Perl 6 Performance and Reliability Engineering: November 2017
Sun, 19-Nov-2017 by
Coke
edit post
As part of the Perl 6 core development fund, Jonathan Worthington has completed another 200 hour block of hours, and his report of what
was completed follows the break.
Many thanks to the TPF sponsors of this and other grants. If you're interested in supporting work like this, please donate: http://donate.perlfoundation.org/
----
# Grant Completion Report: Perl 6 Performance and Reliability Engineering
At the end of July, I was granted a [200 hour extension](http://news.perlfoundation.org/2017/07/grant-extension-approved-perl-.html)
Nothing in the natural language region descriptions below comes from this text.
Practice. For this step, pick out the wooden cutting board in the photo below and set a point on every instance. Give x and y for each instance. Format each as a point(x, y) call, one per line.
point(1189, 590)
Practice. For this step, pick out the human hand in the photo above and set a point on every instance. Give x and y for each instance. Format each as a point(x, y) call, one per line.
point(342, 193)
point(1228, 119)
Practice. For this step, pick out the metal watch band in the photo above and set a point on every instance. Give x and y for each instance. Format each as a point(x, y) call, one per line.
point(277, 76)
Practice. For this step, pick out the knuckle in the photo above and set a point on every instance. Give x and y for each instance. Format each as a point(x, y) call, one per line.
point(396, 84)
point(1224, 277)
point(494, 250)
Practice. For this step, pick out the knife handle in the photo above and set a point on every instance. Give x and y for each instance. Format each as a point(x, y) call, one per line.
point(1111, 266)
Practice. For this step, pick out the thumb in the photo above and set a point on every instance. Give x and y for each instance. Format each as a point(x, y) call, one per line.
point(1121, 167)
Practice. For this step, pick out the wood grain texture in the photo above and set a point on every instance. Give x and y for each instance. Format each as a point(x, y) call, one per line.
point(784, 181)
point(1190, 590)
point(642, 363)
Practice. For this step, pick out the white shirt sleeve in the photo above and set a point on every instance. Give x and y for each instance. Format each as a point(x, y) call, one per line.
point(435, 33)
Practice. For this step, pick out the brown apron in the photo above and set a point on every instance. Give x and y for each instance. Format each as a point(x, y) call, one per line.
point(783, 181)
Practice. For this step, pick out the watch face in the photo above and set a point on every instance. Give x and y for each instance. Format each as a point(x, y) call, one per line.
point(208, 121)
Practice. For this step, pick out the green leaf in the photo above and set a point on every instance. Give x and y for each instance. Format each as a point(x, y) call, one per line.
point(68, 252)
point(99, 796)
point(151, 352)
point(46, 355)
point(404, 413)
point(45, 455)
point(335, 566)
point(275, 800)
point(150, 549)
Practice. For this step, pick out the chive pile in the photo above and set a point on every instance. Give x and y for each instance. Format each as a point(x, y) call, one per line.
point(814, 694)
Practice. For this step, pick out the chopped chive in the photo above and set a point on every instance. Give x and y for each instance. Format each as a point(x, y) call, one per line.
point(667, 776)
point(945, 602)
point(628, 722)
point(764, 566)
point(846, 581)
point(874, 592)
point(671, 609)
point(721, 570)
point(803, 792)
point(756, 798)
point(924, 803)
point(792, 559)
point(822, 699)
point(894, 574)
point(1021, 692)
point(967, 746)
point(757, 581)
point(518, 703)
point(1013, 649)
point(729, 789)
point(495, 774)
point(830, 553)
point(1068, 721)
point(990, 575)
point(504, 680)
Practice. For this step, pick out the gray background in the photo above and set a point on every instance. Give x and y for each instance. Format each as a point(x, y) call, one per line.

of my Perl 6 Performance and Reliability Engineering grant. I used this time
primarily to focus on MoarVM's dynamic optimizer, although did many other
fixes and improvements aside from that.
## Background on the dynamic optimizer improvements
Modern runtimes, especially for dynamic languages, rely on dynamic optimization
techniques. These analyze the behavior of the program at runtime, and use that
data to drive optimization. MoarVM's dynamic optimizer is typically referred to
as "the specializer", or "spesh" for short, and this nicely captures its core
strategy: taking code with lots of potential dynamism, and producing one or
more specialized versions of the code with as much of that dynamic behavior
stripped out as possible.
The specializer was planned as part of MoarVM from the start, although its
implementation came after the initial public release of the VM. Soon after
that, the focus switched to the Christmas release of Perl 6, where nailing down
semantics was a much bigger focus than optimization. Since then, the
specializer was improved in numerous ways, however various limitations in its
design started to show up repeatedly as we analyzed Perl 6 program performance.
Furthermore, stress testing showed up a range of bugs in the optimizer that had
potential to cause incorrect behavior in user code.
Therefore, for the sake of both performance and reliability, it was desirable
to invest some time improving the specializer.
## Specialization in the background
Modern hardware is parallel, and it is desirable to find ways to take advantage
of that. Originally, the specializer would do optimization work on the same
thread that user code was running on. This not only paused execution in order
to do optimization, but it also meant that multiple threads running the same
code (say, in a data parallel program) would all race to do and install the
same optimization.
I introduced a background thread for performing specializations. This not only
meant that optimization work and JIT compilation would not interupt execution,
but also resolved the issue of multiple threads scrambling to do the same
optimization. Since there was now only one thread producing optimizations, some
locking logic could also go away. A further upshot of this is that even a
single-threaded user program can now get some advantage from multi-core
hardware.
One downside of this is that the exact timing of specializations being installed
becomes unpredictable, and this can make debugging more difficult. Therefore, I
added a deterministic mode, enabled by environment variable, which makes a
thread pause while the optimization thread does its work. This, for a
single-threaded user program, offers deterministic behavior.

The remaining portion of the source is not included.